Hemodiafiltration with regeneration of ultrafiltrate (HFR) has a positive impact on inflammation and oxidative stress (OxSt), risk factors for cardiovascular disease (CVD), the most common cause of excess morbidity and mortality for end-stage renal disease (ESRD) patients. However, studies have been of limited duration. This study extends our previous study of HFR effects by evaluating the effect on mononuclear cell protein expression of heme-oxygenase-1 (HO-1), induced by OxSt, and inducible subunit of nitric oxide synthase (iNOS), and plasma level of interleukin-1β (Il-1β) and oxidized low-density lipoproteins (OxLDL), marker of OxSt, for a 12-month period.

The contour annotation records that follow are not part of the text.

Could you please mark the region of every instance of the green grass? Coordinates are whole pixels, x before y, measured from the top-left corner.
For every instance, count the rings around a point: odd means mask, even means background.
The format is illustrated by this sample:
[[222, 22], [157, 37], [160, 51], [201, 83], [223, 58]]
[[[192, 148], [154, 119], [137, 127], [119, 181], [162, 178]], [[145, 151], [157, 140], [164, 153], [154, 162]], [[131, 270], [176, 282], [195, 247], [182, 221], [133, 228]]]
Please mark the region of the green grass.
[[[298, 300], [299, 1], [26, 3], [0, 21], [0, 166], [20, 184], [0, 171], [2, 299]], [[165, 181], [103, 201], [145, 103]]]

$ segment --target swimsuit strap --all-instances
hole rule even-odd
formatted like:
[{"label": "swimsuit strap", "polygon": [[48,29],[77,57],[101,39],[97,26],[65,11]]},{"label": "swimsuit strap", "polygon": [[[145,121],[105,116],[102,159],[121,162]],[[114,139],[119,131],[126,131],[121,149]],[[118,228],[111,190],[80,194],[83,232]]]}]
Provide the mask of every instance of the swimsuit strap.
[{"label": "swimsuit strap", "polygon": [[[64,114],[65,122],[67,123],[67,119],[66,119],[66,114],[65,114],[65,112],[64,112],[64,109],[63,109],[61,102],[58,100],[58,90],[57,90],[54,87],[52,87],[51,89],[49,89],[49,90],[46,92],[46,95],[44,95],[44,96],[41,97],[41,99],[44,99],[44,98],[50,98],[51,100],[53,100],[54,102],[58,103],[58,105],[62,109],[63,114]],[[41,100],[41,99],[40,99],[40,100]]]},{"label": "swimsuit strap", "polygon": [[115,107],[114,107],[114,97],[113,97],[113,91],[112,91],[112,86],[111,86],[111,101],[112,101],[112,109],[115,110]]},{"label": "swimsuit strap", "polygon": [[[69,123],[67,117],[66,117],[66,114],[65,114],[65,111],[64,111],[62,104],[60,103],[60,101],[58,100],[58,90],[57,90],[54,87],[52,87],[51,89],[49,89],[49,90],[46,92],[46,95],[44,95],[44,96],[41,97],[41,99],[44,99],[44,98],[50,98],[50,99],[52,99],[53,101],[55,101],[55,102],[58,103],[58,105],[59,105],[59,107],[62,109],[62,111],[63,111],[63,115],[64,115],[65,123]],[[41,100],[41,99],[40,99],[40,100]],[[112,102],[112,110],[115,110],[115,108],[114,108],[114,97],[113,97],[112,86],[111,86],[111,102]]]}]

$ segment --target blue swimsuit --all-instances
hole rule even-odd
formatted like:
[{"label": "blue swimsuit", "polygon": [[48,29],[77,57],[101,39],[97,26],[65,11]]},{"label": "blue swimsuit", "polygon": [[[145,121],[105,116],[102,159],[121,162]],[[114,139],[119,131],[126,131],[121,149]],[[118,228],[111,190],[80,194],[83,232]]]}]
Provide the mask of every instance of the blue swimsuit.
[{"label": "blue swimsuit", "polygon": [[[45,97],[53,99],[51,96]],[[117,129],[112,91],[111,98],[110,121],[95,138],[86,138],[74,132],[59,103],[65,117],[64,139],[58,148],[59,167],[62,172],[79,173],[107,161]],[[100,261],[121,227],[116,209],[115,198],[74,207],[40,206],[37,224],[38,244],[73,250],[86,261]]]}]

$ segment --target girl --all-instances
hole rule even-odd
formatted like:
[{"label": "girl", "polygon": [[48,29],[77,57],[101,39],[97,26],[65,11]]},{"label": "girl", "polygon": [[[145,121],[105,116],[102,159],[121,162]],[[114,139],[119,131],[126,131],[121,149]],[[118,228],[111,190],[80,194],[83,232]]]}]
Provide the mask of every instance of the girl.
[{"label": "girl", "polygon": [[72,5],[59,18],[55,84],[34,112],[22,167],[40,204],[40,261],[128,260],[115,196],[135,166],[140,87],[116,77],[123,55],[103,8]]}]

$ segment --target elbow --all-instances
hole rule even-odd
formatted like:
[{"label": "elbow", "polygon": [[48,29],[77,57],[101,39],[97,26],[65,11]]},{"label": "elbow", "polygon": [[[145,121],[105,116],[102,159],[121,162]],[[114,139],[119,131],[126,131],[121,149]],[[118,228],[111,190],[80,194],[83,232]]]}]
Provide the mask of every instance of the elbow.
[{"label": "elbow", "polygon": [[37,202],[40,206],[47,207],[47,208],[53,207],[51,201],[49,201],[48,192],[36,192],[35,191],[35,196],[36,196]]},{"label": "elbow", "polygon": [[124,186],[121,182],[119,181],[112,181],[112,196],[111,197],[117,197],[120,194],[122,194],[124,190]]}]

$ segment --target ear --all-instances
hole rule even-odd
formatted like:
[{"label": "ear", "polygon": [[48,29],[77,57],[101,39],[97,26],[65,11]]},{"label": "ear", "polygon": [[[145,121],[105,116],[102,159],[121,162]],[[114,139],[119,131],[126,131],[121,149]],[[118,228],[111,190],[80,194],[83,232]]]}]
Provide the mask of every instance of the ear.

Fourteen ESRD patients stable on hemodialysis over a period of at least 2 years and on conventional bicarbonate dialysis were switched to be treated with HFR. Blood samples were collected at baseline, after 3, 6, 9 and 12 months. HO-1 and iNOS protein expression were evaluated by Western blot, OxLDL by enzyme-linked immunosorbent assay (ELISA), and Il-1β by enzyme amplified sensitivity immumoassay assay. HFR significantly increased HO-1 at the 9 and 12 months (ANOVA = P < 0.00001): 0.17 ± 0.11 (baseline) versus 0.48 ± 0.20, P < 0.043 and 0.59 ± 0.32, P < 0.004, respectively. Il-1β declined (ANOVA = P < 0.0001) since the 3 months from 169.92 ± 92.39 pg/mL (baseline) to 39.03 ± 10.01 (12 months), P < 0.0001. HFR also reduced plasma OxLDL: 475.4 ± 110.8 ng/mL (baseline) versus 393.1 ± 101.9 ng/mL (12 months), P < 0.04. iNOS showed no changes upon HFR treatment. These results together with our previous results indicate that HFR improves OxSt and inflammation. Given the strong relationships between OxSt and inflammation with CVD, their reduction might provide a beneficial impact by reducing the risk of atherosclerotic CVD in dialysis patients.